The Introduction talks, among other things, about the science and techniques involved in baking. The sections are as follows:
Most of the baking powder you buy these days is double acting baking powder. Essentially this means that the baking powder starts to work upon contact with a liquid when it releases a small amount of carbon dioxide (a result of the reaction caused between the acid and the alkali). The second reaction occurs when the batter reaches a certain temperature in the heat of the oven. This is when the baking powder releases its full power, expanding the gas cells as the structure of the batter sets, giving a full rise to the cake.
Baking powder is made up of baking soda, an acid to use up all of the soda (usually tartaric acid) as well as cornstarch, which prevents the acid and the baking soda from absorbing too much moisture and drying out.
Too much baking powder can cause a batter to taste bitter or cause the batter to rise rapidly and then collapse (because the air bubbles in the batter grow too large and break, causing the batter to fall). Cakes will have a coarse, fragile crumb with a fallen centre. Too little baking powder results in a tough cake that has poor volume and a compact crumb.
Baking powder readily absorbs moisture from the air and can deteriorate quickly as a result. It has a shelf life of about 3 months. To test for efficacy, combine 1 tsp (5 mL) of baking powder with ½ cup (125 mL) of hot water. If it bubbles up vigorously, the baking powder is still good. If no reaction occurs, then it’s time to buy a new can.
In baking, salt is as important as sugar, in my opinion. Salt is meant to enhance and enliven all of the other ingredients in a recipe. Without salt, your cookies will taste flatter than usual, your cake will lack that special oomph and your custard will come out bland. When working with yeast, salt is especially salient. Salt can kill yeast, which is why it’s almost always mixed in with the flour once the yeast has proofed. Salt also helps slow yeast, allowing the dough the time to properly develop its flavour and texture.
Although many coarse salts are available, they are not optimal for baking. Fine sea salt or free-running table salt are the best options since they disperse easily into the dry ingredients and dissolve readily. Many cookies, scone and biscuits bake quickly in the oven so a salt that melts easily and quickly is required. Kosher or coarse salt is harder to measure and will not disperse as evenly in your dry mixture. If kosher salt is all you have, use 1¾?2 tsp (9?10 mL) of kosher salt for every 1 tsp (5 mL) of regular salt.
As much as butter, sugar and flour, eggs play an essential role in baking, performing an extraordinary myriad of functions. They form part of the liquid content of a cake, contribute to texture, colour and richness, help bind together different ingredients to provide structure and act as leaveners to boot.

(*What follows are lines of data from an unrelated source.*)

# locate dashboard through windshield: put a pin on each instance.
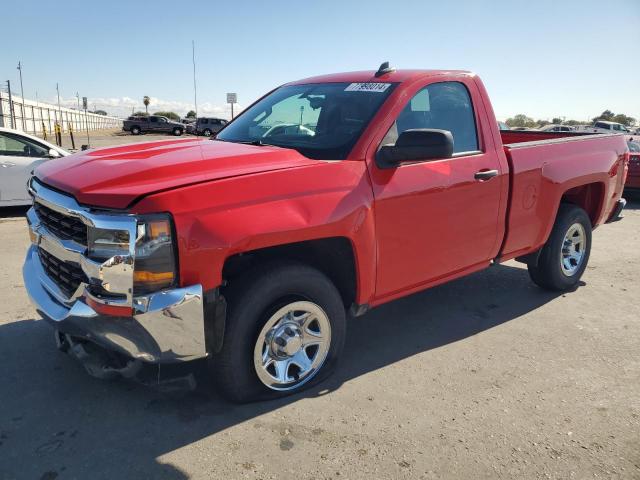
(321, 121)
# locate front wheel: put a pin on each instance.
(564, 257)
(285, 330)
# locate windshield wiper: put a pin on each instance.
(257, 143)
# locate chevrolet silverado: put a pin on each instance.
(326, 197)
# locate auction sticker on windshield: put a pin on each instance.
(367, 87)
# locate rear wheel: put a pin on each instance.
(564, 257)
(285, 331)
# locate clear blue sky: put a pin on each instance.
(542, 58)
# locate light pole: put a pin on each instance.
(59, 109)
(22, 95)
(195, 95)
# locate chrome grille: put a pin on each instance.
(66, 275)
(61, 225)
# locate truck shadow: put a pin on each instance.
(55, 419)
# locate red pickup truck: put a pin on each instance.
(327, 196)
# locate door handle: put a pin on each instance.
(484, 175)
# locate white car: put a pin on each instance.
(20, 153)
(608, 127)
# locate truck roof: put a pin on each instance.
(370, 76)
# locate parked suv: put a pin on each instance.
(154, 123)
(206, 126)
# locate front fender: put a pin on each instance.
(219, 219)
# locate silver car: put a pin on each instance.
(206, 126)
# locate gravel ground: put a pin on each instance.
(485, 377)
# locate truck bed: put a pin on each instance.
(549, 167)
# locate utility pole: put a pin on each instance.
(195, 95)
(24, 128)
(12, 113)
(59, 109)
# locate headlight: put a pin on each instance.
(155, 265)
(104, 244)
(154, 262)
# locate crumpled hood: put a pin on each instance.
(115, 177)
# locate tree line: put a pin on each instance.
(522, 120)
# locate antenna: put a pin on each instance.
(384, 68)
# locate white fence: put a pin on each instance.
(37, 118)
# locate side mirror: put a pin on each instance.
(416, 145)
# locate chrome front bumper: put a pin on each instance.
(165, 327)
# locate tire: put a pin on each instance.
(248, 366)
(559, 269)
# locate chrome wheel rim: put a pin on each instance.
(292, 346)
(573, 249)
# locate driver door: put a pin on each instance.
(438, 218)
(18, 157)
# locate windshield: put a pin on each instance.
(321, 121)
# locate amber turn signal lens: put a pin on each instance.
(159, 228)
(153, 279)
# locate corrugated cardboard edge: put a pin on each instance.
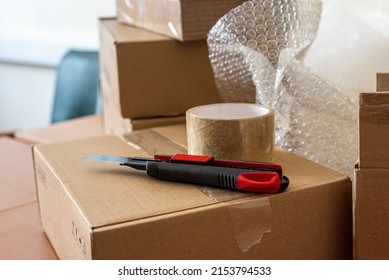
(75, 234)
(369, 215)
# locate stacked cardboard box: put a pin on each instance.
(94, 210)
(149, 79)
(184, 20)
(371, 227)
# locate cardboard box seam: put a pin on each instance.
(54, 172)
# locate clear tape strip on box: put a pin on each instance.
(255, 50)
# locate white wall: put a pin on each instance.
(33, 37)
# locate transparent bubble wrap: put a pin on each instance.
(255, 53)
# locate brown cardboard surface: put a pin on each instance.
(22, 236)
(371, 214)
(183, 20)
(119, 213)
(114, 123)
(148, 75)
(17, 174)
(371, 211)
(373, 130)
(88, 126)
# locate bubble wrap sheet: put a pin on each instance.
(255, 53)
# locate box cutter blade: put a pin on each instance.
(249, 176)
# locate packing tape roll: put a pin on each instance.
(239, 131)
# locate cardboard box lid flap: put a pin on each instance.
(89, 183)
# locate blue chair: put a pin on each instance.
(77, 86)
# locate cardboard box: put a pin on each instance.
(148, 75)
(114, 123)
(21, 236)
(371, 240)
(183, 20)
(93, 210)
(17, 174)
(88, 126)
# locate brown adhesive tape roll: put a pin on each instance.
(239, 131)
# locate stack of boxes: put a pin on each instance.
(155, 66)
(154, 62)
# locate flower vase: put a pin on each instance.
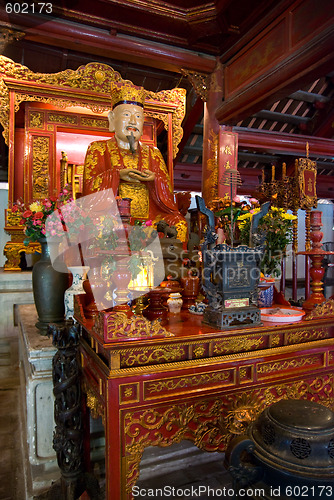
(49, 288)
(79, 274)
(174, 303)
(265, 294)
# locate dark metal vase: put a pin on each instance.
(48, 288)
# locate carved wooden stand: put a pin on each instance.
(68, 435)
(317, 271)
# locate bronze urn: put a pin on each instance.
(288, 452)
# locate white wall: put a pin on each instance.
(4, 237)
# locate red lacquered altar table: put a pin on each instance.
(191, 381)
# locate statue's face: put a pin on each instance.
(126, 119)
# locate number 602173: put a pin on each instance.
(28, 8)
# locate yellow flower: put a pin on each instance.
(248, 215)
(289, 216)
(35, 207)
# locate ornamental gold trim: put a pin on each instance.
(95, 123)
(151, 355)
(182, 383)
(129, 393)
(322, 310)
(265, 368)
(117, 326)
(301, 336)
(88, 86)
(40, 166)
(210, 423)
(237, 344)
(36, 119)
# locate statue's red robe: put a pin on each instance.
(103, 162)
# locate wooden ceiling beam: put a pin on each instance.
(274, 116)
(295, 49)
(82, 38)
(274, 142)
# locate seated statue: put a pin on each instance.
(132, 169)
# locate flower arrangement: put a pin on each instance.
(34, 216)
(277, 227)
(227, 214)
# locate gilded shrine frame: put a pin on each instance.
(87, 87)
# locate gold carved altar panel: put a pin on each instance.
(72, 102)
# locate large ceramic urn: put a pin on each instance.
(288, 452)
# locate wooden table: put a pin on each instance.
(193, 382)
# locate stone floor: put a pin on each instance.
(12, 485)
(192, 473)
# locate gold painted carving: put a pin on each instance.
(322, 310)
(13, 250)
(275, 340)
(138, 193)
(211, 423)
(160, 116)
(67, 119)
(95, 123)
(40, 166)
(307, 185)
(200, 82)
(237, 345)
(156, 355)
(95, 406)
(185, 382)
(306, 335)
(13, 218)
(210, 184)
(198, 351)
(36, 120)
(118, 325)
(287, 364)
(67, 86)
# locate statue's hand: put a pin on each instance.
(132, 175)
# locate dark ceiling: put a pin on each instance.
(154, 44)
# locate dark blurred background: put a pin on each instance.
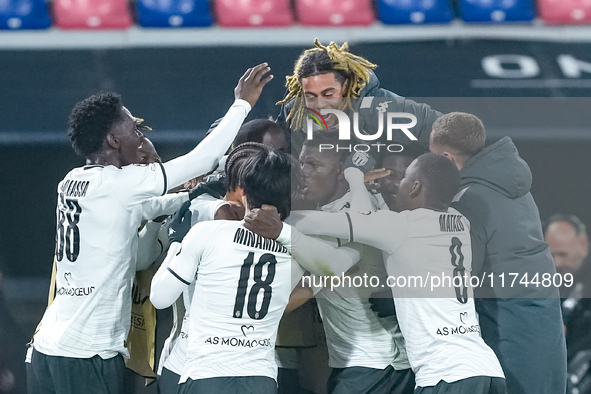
(536, 92)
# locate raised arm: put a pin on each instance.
(208, 153)
(384, 230)
(319, 256)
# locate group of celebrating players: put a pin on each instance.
(230, 251)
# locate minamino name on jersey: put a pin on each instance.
(75, 188)
(248, 238)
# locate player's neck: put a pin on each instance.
(340, 191)
(104, 158)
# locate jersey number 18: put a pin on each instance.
(259, 284)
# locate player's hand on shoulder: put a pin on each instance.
(382, 303)
(180, 223)
(264, 221)
(360, 160)
(251, 84)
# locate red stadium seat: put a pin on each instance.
(92, 14)
(244, 13)
(335, 12)
(565, 11)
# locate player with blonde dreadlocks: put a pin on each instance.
(331, 77)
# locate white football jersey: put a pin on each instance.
(99, 211)
(441, 328)
(203, 208)
(355, 336)
(243, 282)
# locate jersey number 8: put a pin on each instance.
(67, 235)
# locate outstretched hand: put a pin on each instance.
(180, 223)
(264, 221)
(251, 84)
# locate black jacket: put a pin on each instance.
(371, 102)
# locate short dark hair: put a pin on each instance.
(440, 176)
(573, 220)
(265, 179)
(237, 158)
(91, 120)
(255, 130)
(411, 152)
(461, 131)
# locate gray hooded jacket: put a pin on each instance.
(522, 324)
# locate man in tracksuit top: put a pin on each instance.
(521, 323)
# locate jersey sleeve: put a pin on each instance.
(179, 268)
(185, 263)
(318, 256)
(163, 205)
(136, 183)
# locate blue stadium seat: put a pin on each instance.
(414, 11)
(173, 13)
(24, 14)
(497, 11)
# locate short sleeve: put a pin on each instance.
(136, 183)
(185, 264)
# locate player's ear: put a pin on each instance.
(341, 172)
(112, 140)
(416, 189)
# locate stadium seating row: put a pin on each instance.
(116, 14)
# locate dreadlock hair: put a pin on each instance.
(236, 159)
(91, 120)
(323, 60)
(265, 179)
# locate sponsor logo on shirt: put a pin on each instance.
(75, 291)
(247, 342)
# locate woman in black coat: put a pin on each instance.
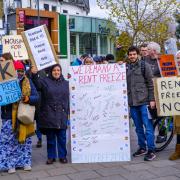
(54, 111)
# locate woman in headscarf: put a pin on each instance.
(54, 111)
(15, 137)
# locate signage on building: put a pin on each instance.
(99, 114)
(167, 65)
(21, 16)
(167, 93)
(40, 48)
(15, 45)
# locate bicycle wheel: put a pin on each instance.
(164, 125)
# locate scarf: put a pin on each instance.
(176, 124)
(22, 131)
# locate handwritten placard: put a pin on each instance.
(10, 92)
(99, 114)
(39, 46)
(15, 45)
(167, 94)
(7, 71)
(167, 65)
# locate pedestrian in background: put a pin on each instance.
(15, 137)
(54, 111)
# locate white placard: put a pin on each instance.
(40, 47)
(99, 114)
(15, 45)
(168, 96)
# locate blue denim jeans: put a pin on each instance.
(144, 127)
(56, 141)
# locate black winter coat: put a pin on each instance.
(54, 107)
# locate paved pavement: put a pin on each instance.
(137, 169)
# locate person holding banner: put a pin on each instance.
(54, 111)
(15, 140)
(141, 94)
(176, 154)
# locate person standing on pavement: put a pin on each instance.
(15, 137)
(143, 51)
(176, 154)
(54, 111)
(140, 94)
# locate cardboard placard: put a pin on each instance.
(7, 71)
(15, 45)
(10, 92)
(167, 95)
(99, 114)
(167, 65)
(40, 48)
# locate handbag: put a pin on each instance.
(25, 113)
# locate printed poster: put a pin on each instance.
(15, 45)
(39, 46)
(167, 94)
(167, 65)
(99, 114)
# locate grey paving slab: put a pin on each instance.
(111, 171)
(55, 178)
(167, 178)
(163, 171)
(137, 167)
(33, 175)
(9, 177)
(116, 177)
(140, 175)
(84, 175)
(61, 171)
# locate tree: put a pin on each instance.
(141, 18)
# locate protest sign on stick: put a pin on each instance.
(10, 92)
(167, 65)
(40, 48)
(99, 114)
(14, 44)
(7, 71)
(167, 94)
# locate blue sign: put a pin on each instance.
(10, 92)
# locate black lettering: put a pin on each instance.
(163, 84)
(166, 107)
(177, 106)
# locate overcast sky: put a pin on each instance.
(96, 11)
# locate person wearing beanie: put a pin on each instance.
(54, 111)
(15, 137)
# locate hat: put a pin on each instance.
(18, 65)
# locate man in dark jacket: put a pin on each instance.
(141, 94)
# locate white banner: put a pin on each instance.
(99, 114)
(39, 47)
(15, 45)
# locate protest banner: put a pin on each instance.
(167, 95)
(99, 114)
(40, 48)
(10, 92)
(7, 71)
(15, 45)
(167, 65)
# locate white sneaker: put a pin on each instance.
(12, 171)
(27, 168)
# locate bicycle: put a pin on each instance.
(165, 125)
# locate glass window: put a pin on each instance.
(103, 45)
(46, 7)
(88, 44)
(73, 44)
(54, 8)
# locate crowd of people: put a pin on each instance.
(49, 92)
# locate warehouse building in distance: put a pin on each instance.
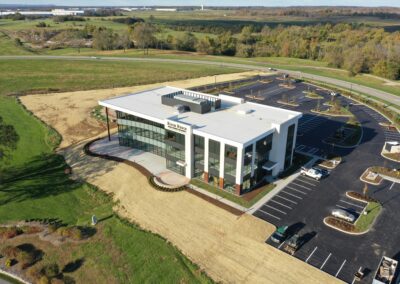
(223, 140)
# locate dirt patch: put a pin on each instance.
(230, 248)
(69, 113)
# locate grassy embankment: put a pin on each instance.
(7, 47)
(34, 184)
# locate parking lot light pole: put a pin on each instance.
(108, 125)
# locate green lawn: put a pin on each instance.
(8, 46)
(60, 75)
(35, 185)
(364, 222)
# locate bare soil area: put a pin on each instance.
(69, 113)
(230, 248)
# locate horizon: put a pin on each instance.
(210, 3)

Many baked goods, in addition to baking powder and baking soda, rely on eggs for leavening. Many cake recipes, for example, call for egg yolks to be beaten with sugar until thick and pale coloured (see the Ladyfingers on page 122, for example). When you whip together egg yolks with sugar, air is trapped between the crystals of the sugar and suspended in the expanded egg yolks. When the item in question is baked, the trapped air inside the batter expands, leavening the baked good.
Eggs also provide structure to baked goods. Eggs tend to coagulate at a relatively low temperature, which can be altered by the inclusion of sugar or salt in a batter. The important thing to remember is that this coagulation provides the structure of the cake until the flour has had enough baking time to set and firm up.
Eggs add tenderness to a cake because of the high fat content of the yolk. They also provide their own inimitable flavour, especially in recipes where they claim star status, such as mousses, sabayons and custards. Whole eggs are natural emulsifiers as well, because the yolks contain lecithin. This property enables eggs to bind fats to a liquid, creating wonderfully satin custards and ice creams and tender and delicate crumbed cakes.
Eggs are also natural thickeners, since they can hold up to four times their own weight in moisture once they coagulate. See the section on tempering (see p. 46) to discover how to proceed with thickening a custard or the base of an ice cream.
Finally, eggs provide a golden colour to many baked goods, again mostly because of the yolk. Compare the downy whiteness of an angel food cake, made only with egg whites, to the sunny golden richness of a pound cake. Eggs also provide colour when used as a glaze. The darker you want the surface of your bread to be, the higher the percentage of fat should be included in the glaze. Egg yolks, on their own, will provide the richest looking colour (as will melted butter or whipping cream), due to their high fat content. If you want a shiny finish, such as is desired on a hot cross bun, use the whites only.
All of my recipes were developed and tested with large eggs. I have called for large eggs in each recipe as a reminder.
If you like to bake then you will enjoy this book.